You can request a Chase Freedom® credit limit increase at any time by calling the number on the back of your card. There is no online option. But just because you can ask doesn’t mean you’ll be approved. Credit card companies generally won’t increase your spending limit unless you’ve had the account for at least six months and consistently paid your bills on time. In a nutshell, creditors want to see that you can handle your starting credit line before granting more spending power.
But it’s no wonder why you want a Chase Freedom credit limit increase, considering that your starting limit could be as low as $500. A limit that low can be a hassle. And it can also hurt your credit score by making it difficult to maintain a low credit utilization ratio.
Fortunately, if it’s too soon for you to request a higher credit limit, there are a couple things you can do to make life easier:
Pay before the billing period ends. Most credit card companies report information to the major credit bureaus once a month, at the end of an account’s billing period. And the balance reported on that date is what’s used to calculate credit utilization. So by paying your bill early, you can reduce your utilization and boost your score.
Schedule multiple payments per month. Paying more than once a month will help free up some available credit for everyday use. Scheduling payments from a bank account ensures you won’t miss any due dates due to forgetfulness. Of course, this assumes you have enough saved.

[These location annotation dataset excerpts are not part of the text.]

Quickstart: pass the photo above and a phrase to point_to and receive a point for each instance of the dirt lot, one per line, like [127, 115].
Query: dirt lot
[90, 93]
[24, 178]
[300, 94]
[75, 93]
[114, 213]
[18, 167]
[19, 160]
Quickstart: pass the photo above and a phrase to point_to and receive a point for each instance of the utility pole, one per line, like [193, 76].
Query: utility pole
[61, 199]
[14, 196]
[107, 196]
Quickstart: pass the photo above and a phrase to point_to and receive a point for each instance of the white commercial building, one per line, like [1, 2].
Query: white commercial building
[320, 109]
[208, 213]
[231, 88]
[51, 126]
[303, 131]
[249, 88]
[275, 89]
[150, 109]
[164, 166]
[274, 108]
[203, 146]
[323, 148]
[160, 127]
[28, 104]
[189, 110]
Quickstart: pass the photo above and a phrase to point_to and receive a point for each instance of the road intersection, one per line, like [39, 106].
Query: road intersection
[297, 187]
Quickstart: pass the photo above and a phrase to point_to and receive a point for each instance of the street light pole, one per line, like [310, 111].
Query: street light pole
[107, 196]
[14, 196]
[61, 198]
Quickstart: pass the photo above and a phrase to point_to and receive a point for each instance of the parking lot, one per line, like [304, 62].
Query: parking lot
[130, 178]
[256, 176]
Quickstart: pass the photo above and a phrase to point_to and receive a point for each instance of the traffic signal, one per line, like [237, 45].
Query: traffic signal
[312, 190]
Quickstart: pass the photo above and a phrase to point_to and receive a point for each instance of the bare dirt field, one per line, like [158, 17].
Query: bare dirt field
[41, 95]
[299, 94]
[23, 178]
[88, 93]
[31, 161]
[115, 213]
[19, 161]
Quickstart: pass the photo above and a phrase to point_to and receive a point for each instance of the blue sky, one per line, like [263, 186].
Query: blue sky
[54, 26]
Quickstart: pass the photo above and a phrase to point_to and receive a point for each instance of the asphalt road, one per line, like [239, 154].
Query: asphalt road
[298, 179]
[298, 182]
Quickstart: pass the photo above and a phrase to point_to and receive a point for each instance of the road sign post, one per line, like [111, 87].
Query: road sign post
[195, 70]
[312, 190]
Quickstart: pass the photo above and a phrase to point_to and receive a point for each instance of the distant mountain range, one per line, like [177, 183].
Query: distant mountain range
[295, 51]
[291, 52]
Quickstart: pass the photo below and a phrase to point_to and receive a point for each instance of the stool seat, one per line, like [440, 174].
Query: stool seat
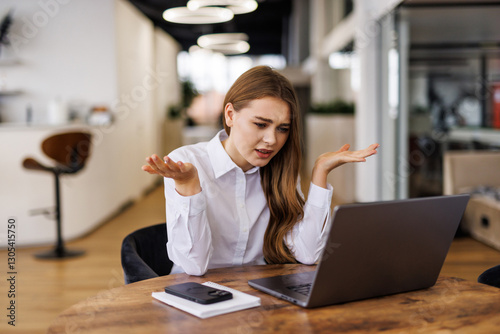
[70, 151]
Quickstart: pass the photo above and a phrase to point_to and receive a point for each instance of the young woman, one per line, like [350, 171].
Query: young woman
[236, 200]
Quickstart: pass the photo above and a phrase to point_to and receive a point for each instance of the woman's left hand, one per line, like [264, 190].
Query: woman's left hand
[326, 162]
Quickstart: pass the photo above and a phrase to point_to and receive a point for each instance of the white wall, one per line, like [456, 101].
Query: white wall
[113, 174]
[64, 50]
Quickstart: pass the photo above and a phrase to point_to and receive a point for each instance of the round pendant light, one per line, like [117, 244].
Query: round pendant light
[236, 6]
[203, 15]
[228, 44]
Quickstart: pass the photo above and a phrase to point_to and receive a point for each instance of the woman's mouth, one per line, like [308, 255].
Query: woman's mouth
[263, 154]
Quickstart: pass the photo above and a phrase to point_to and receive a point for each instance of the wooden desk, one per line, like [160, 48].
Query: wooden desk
[452, 305]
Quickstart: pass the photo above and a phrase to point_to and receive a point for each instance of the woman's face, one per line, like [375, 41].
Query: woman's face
[258, 131]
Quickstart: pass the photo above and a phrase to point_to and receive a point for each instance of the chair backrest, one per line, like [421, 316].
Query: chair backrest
[144, 254]
[464, 169]
[70, 149]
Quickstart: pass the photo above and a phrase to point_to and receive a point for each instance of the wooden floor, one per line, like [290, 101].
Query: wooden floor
[46, 288]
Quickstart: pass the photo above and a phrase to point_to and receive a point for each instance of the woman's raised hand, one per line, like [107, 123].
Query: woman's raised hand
[326, 162]
[185, 175]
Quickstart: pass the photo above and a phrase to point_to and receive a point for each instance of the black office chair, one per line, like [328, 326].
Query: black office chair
[144, 254]
[491, 277]
[70, 151]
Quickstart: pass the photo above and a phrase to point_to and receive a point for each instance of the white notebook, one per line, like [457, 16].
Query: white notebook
[240, 301]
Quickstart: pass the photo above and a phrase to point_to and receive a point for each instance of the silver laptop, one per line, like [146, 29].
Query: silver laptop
[375, 249]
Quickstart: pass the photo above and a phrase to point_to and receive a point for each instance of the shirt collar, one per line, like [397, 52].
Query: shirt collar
[220, 160]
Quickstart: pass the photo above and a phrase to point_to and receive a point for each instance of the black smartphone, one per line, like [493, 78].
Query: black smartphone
[198, 293]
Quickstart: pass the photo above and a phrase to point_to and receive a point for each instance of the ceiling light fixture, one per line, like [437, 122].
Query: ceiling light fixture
[228, 44]
[203, 15]
[236, 6]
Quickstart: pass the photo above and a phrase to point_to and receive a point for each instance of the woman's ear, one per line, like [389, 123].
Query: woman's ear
[229, 114]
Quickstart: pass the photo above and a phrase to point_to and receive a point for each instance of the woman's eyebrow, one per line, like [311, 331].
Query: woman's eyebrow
[270, 121]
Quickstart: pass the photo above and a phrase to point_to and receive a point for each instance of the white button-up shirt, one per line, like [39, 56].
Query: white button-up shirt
[224, 224]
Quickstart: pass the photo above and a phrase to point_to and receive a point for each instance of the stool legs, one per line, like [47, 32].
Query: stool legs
[59, 251]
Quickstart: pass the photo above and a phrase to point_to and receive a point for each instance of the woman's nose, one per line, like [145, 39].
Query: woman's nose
[270, 137]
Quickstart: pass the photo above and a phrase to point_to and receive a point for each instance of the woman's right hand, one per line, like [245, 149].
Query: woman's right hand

Similarly, there are a handful of steps you can take before requesting a Chase Freedom limit increase that will improve your chances of success.
Here’s how to boost your odds of getting a Chase Freedom credit limit increase:
1. Improve your credit: You can get personalized credit improvement advice for free from WalletHub.
2. Boost your income: The more you earn, the more you can afford. At least make sure Chase doesn’t have an outdated salary on file.
3. Pay on time: If you’re having trouble keeping up with your bills with your current credit limit, Chase probably won’t give you more room to run.
4. Consider taking your business elsewhere: At least letting Chase know this is a possibility could make them more willing to play ball. And there are a lot of other attractive credit card offers out there.
It’s also important to note that you shouldn’t request a higher limit if you’re planning to apply for a mortgage or auto loan in the near future. Chase will do a “hard pull” of your credit report in response to the request, to determine whether your financial performance warrants a higher limit. And a hard inquiry can lead to a temporary dip in your credit score, which could in turn increase the cost of big-money borrowing.
Finally, patience and consistency are key. You’re most likely to get approved for a credit limit increase with Chase Freedom – or any credit card, for that matter – if you don’t need the money. In other words, if Chase gets the feeling that you’re going to immediately spend the extra money yet not repay it right away, your chances of success will be slim.